「俺だけが知らなかった号泣サスペンス・・・全てのお兄さんへ・・・」君だけが知らない kossyさんの映画レビュー(感想・評価)
俺だけが知らなかった号泣サスペンス・・・全てのお兄さんへ・・・
キャストをチェックしていなかったため、夫イ・ジフンをずっとクォン・サンウだと思い込んでしまった。こりゃ、俺だけが知らなかった事実?などと、見終わってから愕然。そして、日本において頑なに夫婦別姓を拒んでる人のことも考えてしまった。
イ・ジフンは山の事故で記憶喪失になるくらい重傷を負ってしまった妻キム・スジンを看病し続けていた。元気になったらカナダのバミリオン湖の畔で永住しようと奔走し、幻覚を見るようになったスジンがおかしな行動を取らないかと心配なため常にスマホで位置確認していた。交通事故に遭いそうになった女の子を助けようとしたり、マンションの706号室で殺人が起こると訴えたり・・・
献身的な看病をする夫であったが、どこか怪しい。しきりにカナダのことを口にするし、退院してから住む部屋も違和感がある。記憶が取り戻せないまま海で泳いでみたりしたものの、ある日、元同僚にばったり出会い、自分の職歴を思い出そうとしてみたり、徐々に夫が本物かどうかも確信できないようになる。
記憶喪失と未来予知。
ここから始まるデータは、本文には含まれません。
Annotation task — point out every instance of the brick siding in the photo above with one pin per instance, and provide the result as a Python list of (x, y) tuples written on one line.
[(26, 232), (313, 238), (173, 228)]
ご都合主義的設定でもあるし、ハリウッド映画で似たような展開があったような気がする・・・何の映画だったかは思い出せない。二人の刑事が絡んできて、夫を逮捕させようとも考えたスジン。いかにも夫イ・ジフンが自分を殺そうとしているのじゃないかとミスリードする手法だったのだ。
1999年からは可能になったが、朝鮮や中国で同姓婚禁止という背景も知っておいた方が面白い。キム・スジンとイ・ジフン。壁に飾られていた結婚式の写真の謎や、途中から明かされるキム・ソヌという名前のギミックがストーリーをもり立てる。同じキム姓、もしや?と思わせるテクニック。そして未来を予知していたのではなく、フラッシュバック映像はスジンのトラウマとなる忌まわしい過去の記憶だったのだ。さらに夫の腕時計や、鳥の彫刻ネックレスといった小物も心地よく解決。
さすがに廃ビルとなったクライマックス舞台やマンション火災などはやり過ぎ感もあったが、それが悲しい結末へと導いてくれる・・・号泣。ここまでの兄妹愛はなかなか見られない。真実をなかなか打ち明けられない葛藤や、自己犠牲の精神は到底真似できるものじゃない!思いっきり泣きました。惜しむらくは中盤までの展開だろうか、海のシーンが良かっただけに残念。
○教訓:久しぶりに会って名前が思い出せない女性がいたら、「美人になってるのでわからなかった」と言おう。